Black organizers who won swing states for Biden/Harris will not be cast aside

Most Hollywood dramas follow a familiar formula. We meet the characters and invest in them, through love or loathing. Conflict emerges and grows over time until the tension reaches a point of climax. Then, like magic, the conflict is resolved in a moment of great triumph or failure, and life is, once again, as it was.

As a presidential aspirant, Donald Trump introduced himself after descending a golden escalator in a tower bearing his name. He immediately staked his campaign on the politics of racial resentment, calling Mexican immigrants “rapists” and “criminals.” This followed months of unfounded allegations of foreign birth to otherize and demonize the nation’s first Black president.

In this drama, four days of torturous vote counting represented the dramatic peak in the current president’s electoral pursuits, eventfully ending with the projection of a new president-elect. But real life is not a Hollywood picture, and this story is most certainly not that simple.

I have been thinking about the prospects, not for our president- and vice president-elect, but rather for the Black-led movement organizing that secured their victory in major metropolitan areas across the country—Milwaukee, Detroit, Philadelphia, Atlanta, and Phoenix, to name but a few that became national obsessions in the days following November 3. And while St. Louis was not part of that obsession, we can see and feel the work of grassroots organizing and advocacy in our own backyard, whether aimed at decarceration and decriminalization, early childhood education, affordable housing, or fair wages and economic justice.

This movement—decidedly feminist, anti-racist, and anti-corporatist in its values and politics—mobilized tens of millions of people behind a theory of voting as an act of wielding and shifting power. This is especially true for Black and Brown organizers who have come to see mass voter engagement and activation as a critical intervention in combatting the injustices plaguing so many of our communities. This movement aims not merely to survive, but to thrive; not to reform, but to transform.

Predictably, it took less than 24 hours after election results were announced for this movement to be cast aside.

The aspersions, thus far, are bipartisan. The “socialist” label cost Democrats in swing districts. Republicans may keep the Senate because so many voters were disturbed by images of the rioters and looters in the streets. If Joe Biden wants to get anything done in Washington, he will need to distance himself from radicals like The Squad.

Congresswoman Abigail Spanberger, who was narrowly re-elected in a suburban Virginia district, made national headlines when she proclaimed, “The number one concern in things that people brought to me in my [district] that I barely re-won, was defunding the police. . . If we don’t mean we should defund the police, we shouldn’t say that.”

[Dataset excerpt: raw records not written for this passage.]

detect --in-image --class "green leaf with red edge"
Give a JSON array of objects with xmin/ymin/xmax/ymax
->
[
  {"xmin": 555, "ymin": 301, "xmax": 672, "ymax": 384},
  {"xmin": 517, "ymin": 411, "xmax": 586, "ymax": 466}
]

I, for one, mean it. More importantly, so do many millions of other people, led by those same forward-thinking Black and Brown organizers who just flexed so hard in this historic election. In fact, according to two separate national polls conducted this past summer, proposals to defund the police receive plurality or majority support among young people (under 30), Black people, people who identify as “liberal,” and people who identify as Democrats. The establishment talking heads should ask themselves whether these sound like groups that will be easily marginalized.

What some of us realize, and others never tire of discounting, is that the demand for political transformation is a well-earned product of deeply unjust conditions—conditions that did not begin on January 20, 2017, and will not end on January 20, 2021. We see these conditions every day in St. Louis: thousands of our friends, families, and neighbors living in substandard housing or on the streets; racial segregation and wealth concentration; hundreds of millions of dollars spent year after year to police, prosecute, and incarcerate largely Black residents from communities marked by crushing poverty.

This is the status quo that gets preserved while so many politicos and commentators boast about how “reasonable” and “pragmatic” they are. This is the status quo that we must overcome.

This past Saturday, within minutes of the announcement of the presidential election results, I was among friends at a community farewell for the Rev. Dr. Starsky Wilson, outgoing president and CEO of the Deaconess Foundation and incoming president and CEO of the national Children’s Defense Fund. The cheerful mood of the gathering matched the unseasonable warmth and sunshine that graced the occasion. It all seemed quite fitting: that this man who embodies so much goodness—who has spent years advocating for the futures of the children of our region, this giant of a teacher, leader, guide, and mentor—would have a send-off on such a perfect day.

Starsky (as I know him) had one parting message before the festivities concluded. He told those in attendance that now is not the time for retreat. He reminded the crowd that, for the first time in American history, the majority of children born today are children of color—and that far too many of those are born into poverty—he made clear the moral imperative for Deaconess to continue to stand firm as an uncompromising advocate on behalf of those children. He expressed confidence that the team he was leaving behind would continue to provide a loud, fearless, and at times contrarian voice, and would not tolerate moderation in confronting injustice.

Pointing to his beloved colleagues and gesturing to the many friends and partners assembled around him, he issued a clear warning to guardians of the status quo: “This team ain’t gonna have it. This community ain’t gonna have it.”

How right he is.

Blake Strode is executive director of ArchCity Defenders.